THIS...is Project Runway!

Hit it, Heidi!


"This..."

"...is where reality show contestants go after they die!"

"I'M FUCKING ADORABLE!!!!"

"I see no competition in this credits sequence. Clearly, I'm the best here."

"Just kidding. This is really just a computer generated set for the credits sequence for Project Runway, starring me, some Hispanic chick who works in the garment district or something, and some queen who wears the same outfit every day! Every day! Can you believe that?"

"If that dork behind me dressed like Captain Steubing doesn't shut the fuck up..."

"My belly is hypnotic, isn't it? It's okay. I know I'm hot all the way through my third trimester. You should have seen me when my water broke last time! No man could take his eyes off me!"

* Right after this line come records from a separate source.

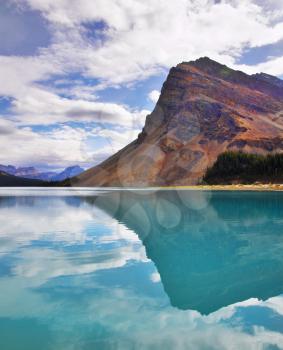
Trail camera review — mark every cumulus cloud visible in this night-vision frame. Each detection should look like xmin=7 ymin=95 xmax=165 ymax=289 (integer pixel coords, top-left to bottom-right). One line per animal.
xmin=148 ymin=90 xmax=160 ymax=103
xmin=0 ymin=0 xmax=283 ymax=168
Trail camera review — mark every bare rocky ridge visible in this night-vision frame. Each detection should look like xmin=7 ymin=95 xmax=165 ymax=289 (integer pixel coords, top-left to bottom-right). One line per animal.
xmin=72 ymin=57 xmax=283 ymax=186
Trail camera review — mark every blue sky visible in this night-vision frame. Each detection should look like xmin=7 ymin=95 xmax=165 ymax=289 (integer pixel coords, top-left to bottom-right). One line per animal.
xmin=0 ymin=0 xmax=283 ymax=170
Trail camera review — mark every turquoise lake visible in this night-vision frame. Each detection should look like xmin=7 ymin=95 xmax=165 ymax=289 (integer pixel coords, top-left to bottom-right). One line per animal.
xmin=0 ymin=189 xmax=283 ymax=350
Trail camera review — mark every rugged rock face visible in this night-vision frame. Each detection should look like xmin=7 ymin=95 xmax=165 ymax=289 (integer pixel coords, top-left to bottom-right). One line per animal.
xmin=75 ymin=57 xmax=283 ymax=186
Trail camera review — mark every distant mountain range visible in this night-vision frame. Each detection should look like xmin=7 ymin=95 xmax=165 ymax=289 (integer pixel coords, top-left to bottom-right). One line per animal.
xmin=72 ymin=57 xmax=283 ymax=187
xmin=0 ymin=164 xmax=84 ymax=182
xmin=0 ymin=170 xmax=46 ymax=187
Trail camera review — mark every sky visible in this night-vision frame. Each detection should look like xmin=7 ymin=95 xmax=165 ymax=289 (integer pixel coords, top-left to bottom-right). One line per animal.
xmin=0 ymin=0 xmax=283 ymax=170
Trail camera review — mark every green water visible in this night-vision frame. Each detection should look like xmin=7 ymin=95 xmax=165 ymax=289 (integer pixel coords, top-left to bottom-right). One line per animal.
xmin=0 ymin=189 xmax=283 ymax=350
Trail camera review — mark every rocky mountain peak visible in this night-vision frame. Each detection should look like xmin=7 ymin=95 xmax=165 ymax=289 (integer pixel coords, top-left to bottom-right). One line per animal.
xmin=74 ymin=57 xmax=283 ymax=186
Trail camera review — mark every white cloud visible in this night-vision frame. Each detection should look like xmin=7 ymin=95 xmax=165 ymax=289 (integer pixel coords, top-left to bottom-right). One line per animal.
xmin=11 ymin=0 xmax=283 ymax=84
xmin=0 ymin=0 xmax=283 ymax=168
xmin=148 ymin=90 xmax=160 ymax=103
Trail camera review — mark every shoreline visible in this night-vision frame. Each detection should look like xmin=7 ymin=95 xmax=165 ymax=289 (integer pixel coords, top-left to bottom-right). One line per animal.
xmin=163 ymin=184 xmax=283 ymax=191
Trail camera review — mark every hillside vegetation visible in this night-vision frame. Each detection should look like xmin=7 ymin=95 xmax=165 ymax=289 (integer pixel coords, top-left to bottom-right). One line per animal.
xmin=203 ymin=151 xmax=283 ymax=185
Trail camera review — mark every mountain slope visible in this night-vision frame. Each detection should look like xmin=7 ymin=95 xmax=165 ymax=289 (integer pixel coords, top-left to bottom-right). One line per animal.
xmin=51 ymin=165 xmax=84 ymax=181
xmin=0 ymin=170 xmax=46 ymax=187
xmin=74 ymin=57 xmax=283 ymax=186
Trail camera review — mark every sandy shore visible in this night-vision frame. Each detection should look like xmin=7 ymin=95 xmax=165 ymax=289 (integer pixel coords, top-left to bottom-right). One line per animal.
xmin=166 ymin=184 xmax=283 ymax=191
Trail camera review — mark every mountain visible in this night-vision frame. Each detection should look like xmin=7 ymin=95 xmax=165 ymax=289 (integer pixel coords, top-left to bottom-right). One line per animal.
xmin=72 ymin=57 xmax=283 ymax=186
xmin=0 ymin=164 xmax=84 ymax=181
xmin=51 ymin=165 xmax=84 ymax=181
xmin=0 ymin=170 xmax=46 ymax=187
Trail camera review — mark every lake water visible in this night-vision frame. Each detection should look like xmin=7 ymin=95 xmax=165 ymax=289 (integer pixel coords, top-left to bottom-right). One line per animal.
xmin=0 ymin=189 xmax=283 ymax=350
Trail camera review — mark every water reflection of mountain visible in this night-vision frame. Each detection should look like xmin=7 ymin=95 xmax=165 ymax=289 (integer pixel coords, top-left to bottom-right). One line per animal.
xmin=87 ymin=191 xmax=283 ymax=314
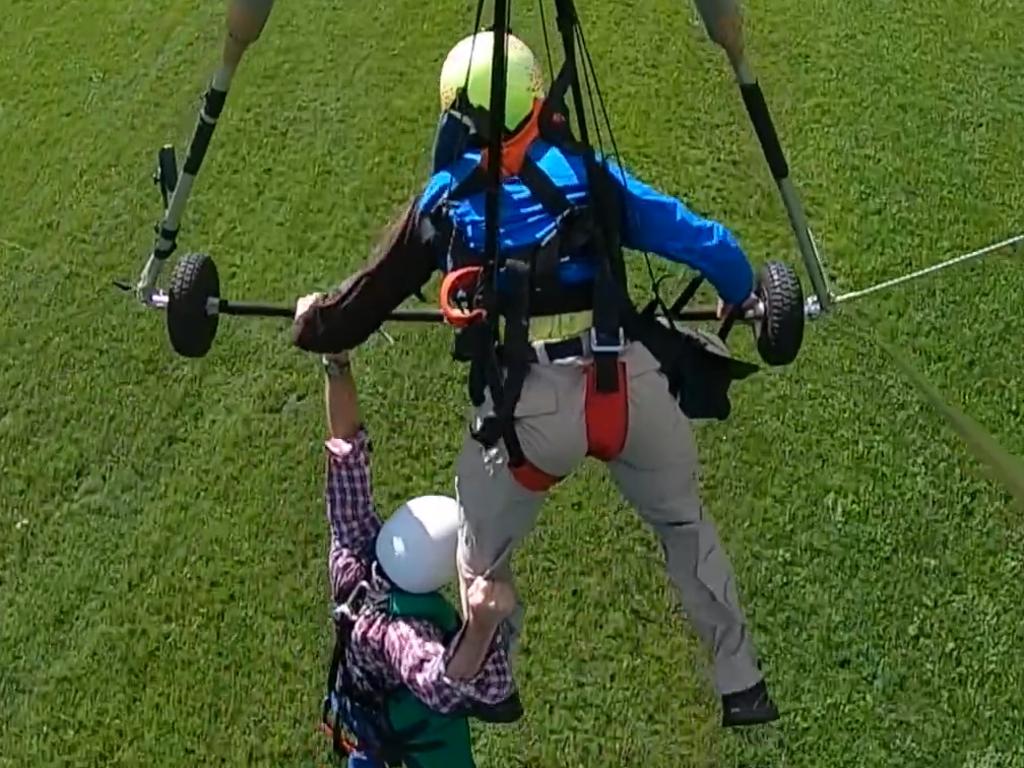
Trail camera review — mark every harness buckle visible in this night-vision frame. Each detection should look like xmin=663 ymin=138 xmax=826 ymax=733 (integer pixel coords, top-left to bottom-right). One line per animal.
xmin=590 ymin=328 xmax=626 ymax=354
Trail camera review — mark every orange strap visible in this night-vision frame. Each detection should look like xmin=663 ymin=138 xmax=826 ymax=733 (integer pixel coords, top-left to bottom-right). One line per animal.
xmin=510 ymin=361 xmax=630 ymax=493
xmin=438 ymin=266 xmax=487 ymax=328
xmin=480 ymin=99 xmax=544 ymax=177
xmin=584 ymin=361 xmax=630 ymax=462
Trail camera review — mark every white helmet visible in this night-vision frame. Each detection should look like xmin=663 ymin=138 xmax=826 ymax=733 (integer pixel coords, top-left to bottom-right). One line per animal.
xmin=376 ymin=496 xmax=459 ymax=594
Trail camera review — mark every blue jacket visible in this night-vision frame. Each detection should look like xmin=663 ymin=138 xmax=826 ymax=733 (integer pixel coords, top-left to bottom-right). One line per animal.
xmin=420 ymin=139 xmax=754 ymax=304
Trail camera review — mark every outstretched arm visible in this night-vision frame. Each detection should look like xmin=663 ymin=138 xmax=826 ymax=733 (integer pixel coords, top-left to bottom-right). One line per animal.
xmin=292 ymin=197 xmax=437 ymax=353
xmin=300 ymin=331 xmax=381 ymax=601
xmin=384 ymin=616 xmax=516 ymax=714
xmin=608 ymin=161 xmax=754 ymax=304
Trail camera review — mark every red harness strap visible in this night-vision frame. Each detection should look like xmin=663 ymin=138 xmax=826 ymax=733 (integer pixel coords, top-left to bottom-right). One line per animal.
xmin=585 ymin=361 xmax=630 ymax=462
xmin=511 ymin=362 xmax=630 ymax=493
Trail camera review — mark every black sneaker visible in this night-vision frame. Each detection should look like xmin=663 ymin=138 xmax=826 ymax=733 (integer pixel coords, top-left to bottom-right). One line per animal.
xmin=722 ymin=680 xmax=778 ymax=728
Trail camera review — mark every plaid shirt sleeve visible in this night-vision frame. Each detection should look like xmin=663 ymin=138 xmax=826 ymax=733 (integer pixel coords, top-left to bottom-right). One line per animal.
xmin=324 ymin=429 xmax=381 ymax=601
xmin=384 ymin=618 xmax=515 ymax=715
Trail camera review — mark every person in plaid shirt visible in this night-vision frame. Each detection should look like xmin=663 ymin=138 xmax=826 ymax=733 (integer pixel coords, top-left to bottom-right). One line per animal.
xmin=297 ymin=298 xmax=522 ymax=768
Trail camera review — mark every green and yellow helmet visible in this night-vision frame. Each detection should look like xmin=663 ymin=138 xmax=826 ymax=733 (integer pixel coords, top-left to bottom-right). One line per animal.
xmin=440 ymin=32 xmax=544 ymax=131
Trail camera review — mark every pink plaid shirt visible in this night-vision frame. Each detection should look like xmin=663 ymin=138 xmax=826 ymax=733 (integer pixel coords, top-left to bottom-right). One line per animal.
xmin=325 ymin=430 xmax=515 ymax=714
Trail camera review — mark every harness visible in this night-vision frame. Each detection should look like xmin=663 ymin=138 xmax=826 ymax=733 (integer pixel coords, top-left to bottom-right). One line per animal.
xmin=323 ymin=584 xmax=475 ymax=768
xmin=422 ymin=66 xmax=635 ymax=481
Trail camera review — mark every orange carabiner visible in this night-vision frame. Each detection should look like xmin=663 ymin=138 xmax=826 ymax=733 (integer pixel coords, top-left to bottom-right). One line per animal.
xmin=438 ymin=266 xmax=487 ymax=328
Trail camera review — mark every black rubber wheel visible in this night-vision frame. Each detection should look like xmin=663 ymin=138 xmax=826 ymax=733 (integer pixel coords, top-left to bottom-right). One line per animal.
xmin=167 ymin=253 xmax=220 ymax=357
xmin=754 ymin=261 xmax=804 ymax=366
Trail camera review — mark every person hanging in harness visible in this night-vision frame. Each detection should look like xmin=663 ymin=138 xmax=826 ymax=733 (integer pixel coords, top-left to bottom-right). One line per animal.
xmin=300 ymin=297 xmax=522 ymax=768
xmin=293 ymin=32 xmax=778 ymax=726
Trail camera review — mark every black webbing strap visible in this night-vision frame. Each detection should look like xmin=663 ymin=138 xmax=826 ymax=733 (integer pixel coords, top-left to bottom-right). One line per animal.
xmin=584 ymin=150 xmax=627 ymax=393
xmin=473 ymin=257 xmax=532 ymax=467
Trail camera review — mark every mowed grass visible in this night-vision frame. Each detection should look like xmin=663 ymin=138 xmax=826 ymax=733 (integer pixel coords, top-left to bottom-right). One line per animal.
xmin=0 ymin=0 xmax=1024 ymax=768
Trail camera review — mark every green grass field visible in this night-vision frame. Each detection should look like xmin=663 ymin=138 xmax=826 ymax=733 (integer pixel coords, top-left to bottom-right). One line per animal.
xmin=0 ymin=0 xmax=1024 ymax=768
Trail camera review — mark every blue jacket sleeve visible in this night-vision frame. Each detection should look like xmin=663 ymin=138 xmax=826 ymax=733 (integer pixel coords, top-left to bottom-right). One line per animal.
xmin=608 ymin=161 xmax=754 ymax=304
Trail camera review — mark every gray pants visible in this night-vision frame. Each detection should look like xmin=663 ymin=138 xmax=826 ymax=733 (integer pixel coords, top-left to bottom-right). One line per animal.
xmin=456 ymin=333 xmax=761 ymax=694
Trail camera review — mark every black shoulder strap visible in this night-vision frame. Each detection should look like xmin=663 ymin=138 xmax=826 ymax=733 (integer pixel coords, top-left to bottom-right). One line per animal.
xmin=519 ymin=155 xmax=573 ymax=218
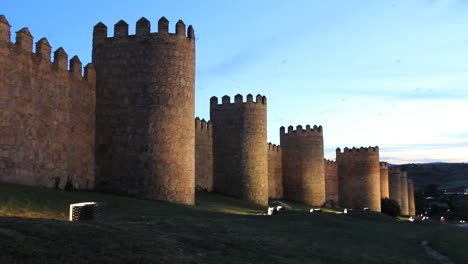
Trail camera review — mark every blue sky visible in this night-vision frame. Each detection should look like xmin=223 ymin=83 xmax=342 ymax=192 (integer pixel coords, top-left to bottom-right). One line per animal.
xmin=0 ymin=0 xmax=468 ymax=163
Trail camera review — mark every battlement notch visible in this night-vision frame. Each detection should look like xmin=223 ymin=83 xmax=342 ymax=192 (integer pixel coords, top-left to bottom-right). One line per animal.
xmin=70 ymin=55 xmax=83 ymax=77
xmin=0 ymin=15 xmax=11 ymax=43
xmin=16 ymin=27 xmax=33 ymax=52
xmin=324 ymin=159 xmax=336 ymax=167
xmin=54 ymin=47 xmax=68 ymax=72
xmin=84 ymin=63 xmax=96 ymax=84
xmin=36 ymin=38 xmax=52 ymax=61
xmin=268 ymin=142 xmax=281 ymax=152
xmin=135 ymin=17 xmax=151 ymax=36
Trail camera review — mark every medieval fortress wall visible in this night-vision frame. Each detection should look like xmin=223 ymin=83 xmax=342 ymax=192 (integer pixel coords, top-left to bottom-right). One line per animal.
xmin=280 ymin=125 xmax=325 ymax=205
xmin=210 ymin=94 xmax=268 ymax=204
xmin=0 ymin=16 xmax=96 ymax=189
xmin=0 ymin=13 xmax=414 ymax=214
xmin=268 ymin=143 xmax=283 ymax=199
xmin=380 ymin=162 xmax=390 ymax=198
xmin=324 ymin=159 xmax=339 ymax=204
xmin=93 ymin=17 xmax=195 ymax=204
xmin=195 ymin=117 xmax=213 ymax=192
xmin=336 ymin=147 xmax=381 ymax=212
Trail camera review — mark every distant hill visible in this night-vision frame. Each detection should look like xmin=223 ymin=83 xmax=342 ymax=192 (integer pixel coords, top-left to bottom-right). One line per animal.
xmin=398 ymin=162 xmax=468 ymax=191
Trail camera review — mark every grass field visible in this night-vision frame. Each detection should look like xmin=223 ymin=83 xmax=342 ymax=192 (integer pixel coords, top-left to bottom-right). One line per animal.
xmin=0 ymin=184 xmax=468 ymax=263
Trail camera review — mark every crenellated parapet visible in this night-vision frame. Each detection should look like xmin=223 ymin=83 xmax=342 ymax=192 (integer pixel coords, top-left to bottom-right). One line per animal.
xmin=93 ymin=17 xmax=195 ymax=45
xmin=0 ymin=15 xmax=96 ymax=189
xmin=336 ymin=146 xmax=380 ymax=155
xmin=0 ymin=15 xmax=96 ymax=83
xmin=280 ymin=125 xmax=323 ymax=136
xmin=210 ymin=94 xmax=267 ymax=107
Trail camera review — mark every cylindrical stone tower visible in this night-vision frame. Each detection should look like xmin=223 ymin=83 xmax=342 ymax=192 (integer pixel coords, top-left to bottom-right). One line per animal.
xmin=336 ymin=147 xmax=381 ymax=212
xmin=280 ymin=125 xmax=325 ymax=206
xmin=210 ymin=94 xmax=268 ymax=205
xmin=400 ymin=172 xmax=409 ymax=215
xmin=388 ymin=167 xmax=402 ymax=209
xmin=268 ymin=143 xmax=283 ymax=199
xmin=325 ymin=160 xmax=339 ymax=205
xmin=380 ymin=162 xmax=390 ymax=198
xmin=93 ymin=17 xmax=195 ymax=204
xmin=408 ymin=179 xmax=416 ymax=215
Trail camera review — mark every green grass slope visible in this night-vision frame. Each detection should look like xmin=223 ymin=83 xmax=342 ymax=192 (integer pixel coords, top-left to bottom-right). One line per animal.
xmin=0 ymin=184 xmax=468 ymax=263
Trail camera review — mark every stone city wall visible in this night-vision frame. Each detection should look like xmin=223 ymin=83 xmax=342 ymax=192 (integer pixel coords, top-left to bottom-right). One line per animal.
xmin=280 ymin=125 xmax=325 ymax=206
xmin=93 ymin=17 xmax=195 ymax=204
xmin=268 ymin=143 xmax=283 ymax=199
xmin=195 ymin=117 xmax=213 ymax=192
xmin=210 ymin=94 xmax=268 ymax=205
xmin=336 ymin=147 xmax=381 ymax=212
xmin=0 ymin=16 xmax=96 ymax=189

"I don't mean to be a bother, but could someone help me down? I have no idea how to get off this stupid thing. I have to be somewhere in 15 minutes. And then I have to be somewhere else 15 minutes after that. Oh, and I'm supposed to be making a department store appearance in Ft. Lauderdale in about an hour. And then at 2, I have to shoot a Tide commercial."

"And look at my titsen! SPECTACULAR, amirite?"

"No one congratulated me for being in the credits sequence. What's that all about?"

"Just passing through. Don't pay any attention to me. The producers don't."

"I've got it all! I REELY REELY REELY got it all!"

"Of course, most women hate me for looking like this when I'm pregnant, but fuck all y'all bitches. Can I help it if I have good strong German genes and a hot black stud of a husband? Bitches always gotta hate."

"This is my first step to becoming a household name!"

"What was that white lady's name again?"

"For these sixteen designers..."

"...Project Runway is the chance of a lifetime."

"Are we done? Good. Load them up in the truck and get them out of here. Where's my assistant? It's time for my prenatal vitamins."